Personal information
- Full name: Juan José Zevallos Uriarte
- Date of birth: 7 July 1990 (age 36)
- Place of birth: Peru
- Height: 1.73 m (5 ft 8 in)
- Position: Full back

Senior career*
- Years: Team / Apps / (Gls)
- 2006: América Cochahuayco / ? / (?)
- 2007: Universitario / 0 / (0)
- 2008: Juan Aurich / 14 / (0)
- 2009: Total Chalaco / 0 / (0)
- 2010: América Cochahuayco / 12 / (0)
- 2011–: José Gálvez / 3 / (0)

International career
- ????: Peru U15
- 2007: Peru U17 / 1 / (0)

= Juan Zevallos =

Peruvian footballer (born 1990)

Juan José Zevallos Uriarte (born 7 July 1990) is a Peruvian footballer who plays as a full back. He played for José Gálvez FBC in the 2011 season.

==Club career==
He started his career out with Segunda División Peruana side América Cochahuayco in 2006.

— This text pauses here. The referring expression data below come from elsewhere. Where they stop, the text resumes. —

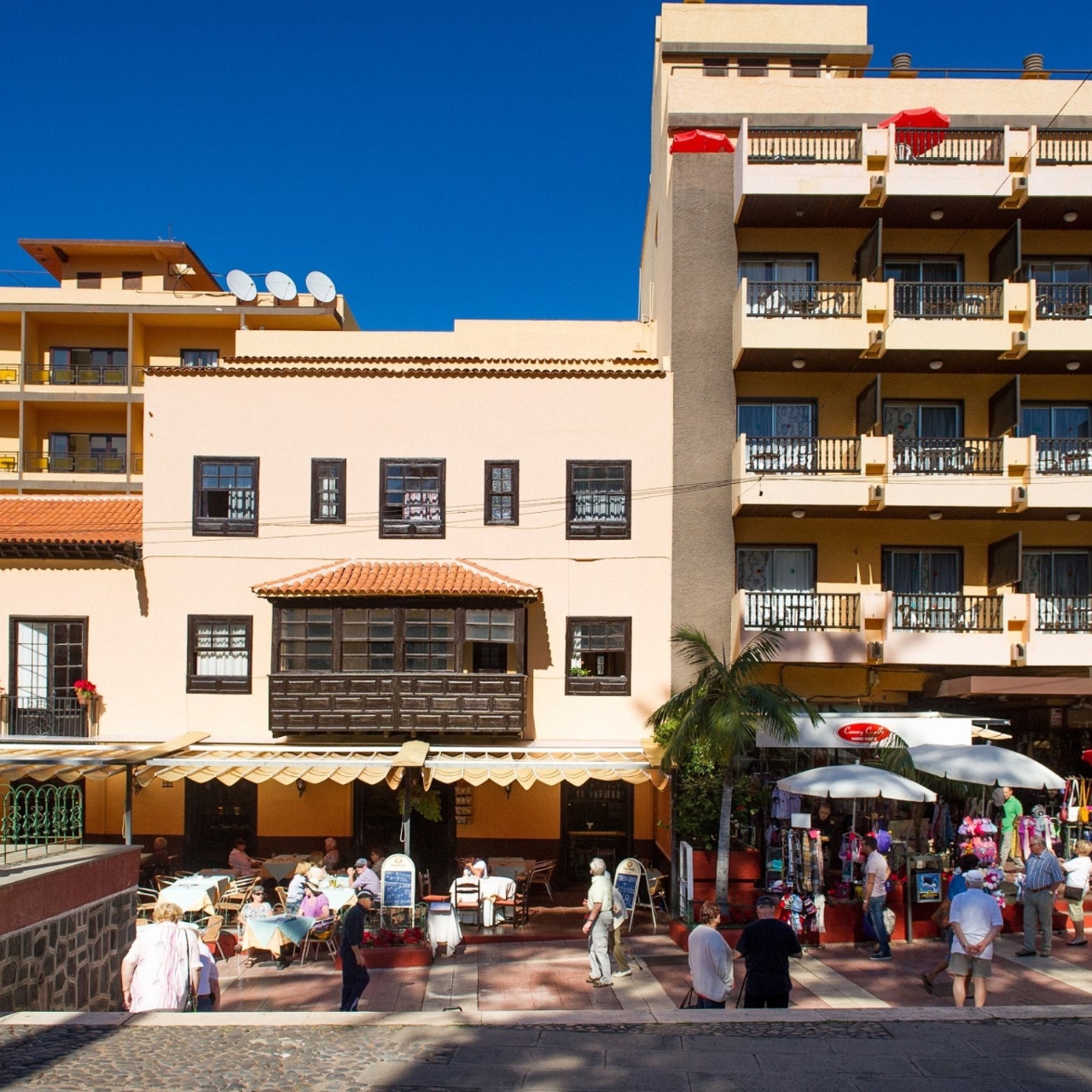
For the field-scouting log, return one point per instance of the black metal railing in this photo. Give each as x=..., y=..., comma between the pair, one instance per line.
x=1065, y=614
x=1064, y=456
x=54, y=716
x=804, y=299
x=948, y=456
x=955, y=299
x=804, y=145
x=949, y=614
x=1063, y=300
x=90, y=375
x=799, y=612
x=803, y=455
x=93, y=462
x=1064, y=147
x=39, y=817
x=950, y=145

In 2007, he returned to Universitario de Deportes but did not manage to make a league appearance in the Descentralizado.

Then in 2008 he joined Chiclayo based club Juan Aurich. His debut in the Torneo Descentralizado was in Round 6 of the 2008 season at home against Sport Áncash. He played the entire match and helped his side win the match 3–0 at the Elías Aguirre Stadium.